Virtually every Christian desires to be a blessing. The problem comes when we don’t quite know how. Even the way we talk about “blessing” has become nebulous. Blessing others can be understood to entail just about any good deed. Yet we’re easily perplexed, never quite sure if we’ve accomplished it or how to go about it. But I think being a blessing can be both simpler and more significant than we realize. And it can happen through prayer. Not the thoughtless and private petition, “God bless so-and-so.” What we need is to rediscover the subjunctive mood of prayer.
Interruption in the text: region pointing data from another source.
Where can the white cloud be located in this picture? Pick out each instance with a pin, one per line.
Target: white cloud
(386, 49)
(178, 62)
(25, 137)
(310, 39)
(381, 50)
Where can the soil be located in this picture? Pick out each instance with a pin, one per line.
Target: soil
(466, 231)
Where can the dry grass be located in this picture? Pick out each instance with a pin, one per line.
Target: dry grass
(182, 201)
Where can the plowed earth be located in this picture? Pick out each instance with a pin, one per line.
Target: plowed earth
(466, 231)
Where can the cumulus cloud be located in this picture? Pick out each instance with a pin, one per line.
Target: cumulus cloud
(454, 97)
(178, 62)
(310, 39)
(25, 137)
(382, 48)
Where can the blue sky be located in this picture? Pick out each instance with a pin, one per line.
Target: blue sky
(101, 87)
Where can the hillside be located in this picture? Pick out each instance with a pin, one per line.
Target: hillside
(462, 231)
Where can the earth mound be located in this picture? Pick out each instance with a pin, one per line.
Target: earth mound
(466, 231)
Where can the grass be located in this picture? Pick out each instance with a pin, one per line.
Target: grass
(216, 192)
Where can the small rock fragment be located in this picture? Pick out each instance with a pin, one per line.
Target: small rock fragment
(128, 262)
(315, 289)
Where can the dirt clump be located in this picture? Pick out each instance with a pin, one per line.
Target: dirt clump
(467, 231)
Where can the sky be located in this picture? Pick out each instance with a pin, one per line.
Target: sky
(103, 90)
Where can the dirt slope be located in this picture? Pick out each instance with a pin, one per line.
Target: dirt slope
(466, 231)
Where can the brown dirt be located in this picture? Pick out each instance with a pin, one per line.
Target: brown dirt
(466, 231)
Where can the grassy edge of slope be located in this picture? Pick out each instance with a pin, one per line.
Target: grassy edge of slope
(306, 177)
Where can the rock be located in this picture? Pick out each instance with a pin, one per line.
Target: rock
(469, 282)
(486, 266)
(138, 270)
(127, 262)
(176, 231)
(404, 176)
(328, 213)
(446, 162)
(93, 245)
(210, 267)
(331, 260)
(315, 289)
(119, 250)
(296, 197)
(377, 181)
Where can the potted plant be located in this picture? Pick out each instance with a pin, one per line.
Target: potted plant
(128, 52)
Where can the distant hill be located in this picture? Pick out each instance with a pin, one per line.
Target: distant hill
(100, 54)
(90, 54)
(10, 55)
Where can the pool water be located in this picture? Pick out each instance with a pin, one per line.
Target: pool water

In my previous country of residence, the Central Asian Christians I knew were constantly doing this—blessing others in ways I wasn’t, peppering every conversation with short and simple expressions of desire. “May God’s peace be upon you.” “May God grant you healing.” “May God’s name be praised.” They had a way—a whole culture—of blessing people that I found incredibly refreshing and expressly biblical. It seemed that for every circumstance and setting my friends had an appropriate invocation, a verbalized expression of reliance on God.
More than a Promise
“I will pray for you” is perhaps the most common phrase spoken among American believers. It also may be the most hollow. Even if it can give soft encouragement, the words are often the shell of an unfulfilled promise. In reality, they say little. In the midst of hurt and suffering, our culture generally makes an effort not to say too much. And we end up saying virtually nothing at all.
"I will pray for you" is perhaps the most common phrase spoken among American believers. It also may be the most hollow.
But there’s a way of speaking to others that actually blesses them. It’s incredibly simple and, potentially, deeply meaningful. I’m almost ashamed to say so, but I wasn’t awakened to it until I lived in another country, despite the fact that such prayers permeate the Scriptures.